Students and faculty at Carnegie Mellon University and the University of Pittsburgh are working on start-up companies with focuses ranging from 3-D printing to bone regeneration.

Both universities promote entrepreneurial efforts through institutes established to help guide students through the process of creating a product or company.

CMU's Center for Innovation and Entrepreneurship and Pitt's Innovation Institute combine different offices on each campus into programs that address all aspects of a start-up — from the science behind a product to the business model shown to potential investors.

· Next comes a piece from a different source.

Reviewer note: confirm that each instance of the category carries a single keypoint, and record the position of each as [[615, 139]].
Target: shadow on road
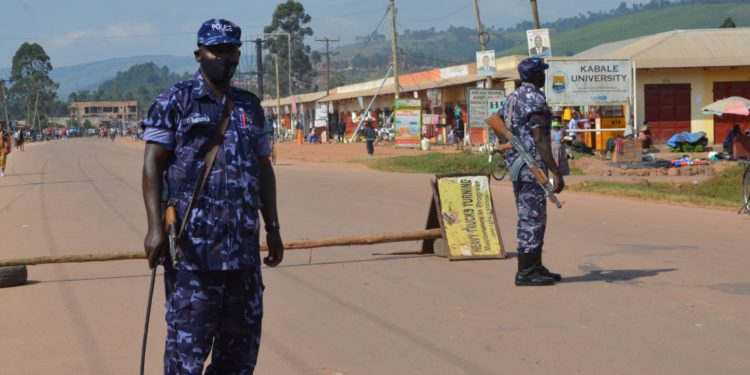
[[614, 276]]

“We're trying to bring entrepreneurship to all the different schools on campus,” said Marc Malandro, the interim director of Pitt's Innovation Institute.

The newly formed institute combines the Office of Technology Management, the Office of Enterprise Development and the Institute for Entrepreneurial Excellence. Two of Pitt's most recent start-ups are Formabone Inc. and 3Storm Inc.

“About 75 to 80 percent are probably health sciences-focused,” Malandro said. “What it takes to start a life sciences company is a lot more that what it take to create an app on a smart phone.”

Some have to be approved by the FDA, he said.

Formabone Inc. has licensed an injectable bone cement and similar injectable pastes that contain proteins, cells, plasmid DNA and drugs to promote bone regeneration. Prashant Kumta, a bioengineering professor, and Charles Sfeir, a professor of dental medicine, founded the company.

3Storm Inc. has licensed a mobile app that allows professionals, beginning with nurses, to manage their continuing education credits and requirements. Steven Benso, a traumatic brain injury research nurse at Pitt, Anthony Chao, a fellow nurse and student in Pitt's nurse anesthesia program, and Richard Fera, information technology coordinator in the School of Nursing, founded the company.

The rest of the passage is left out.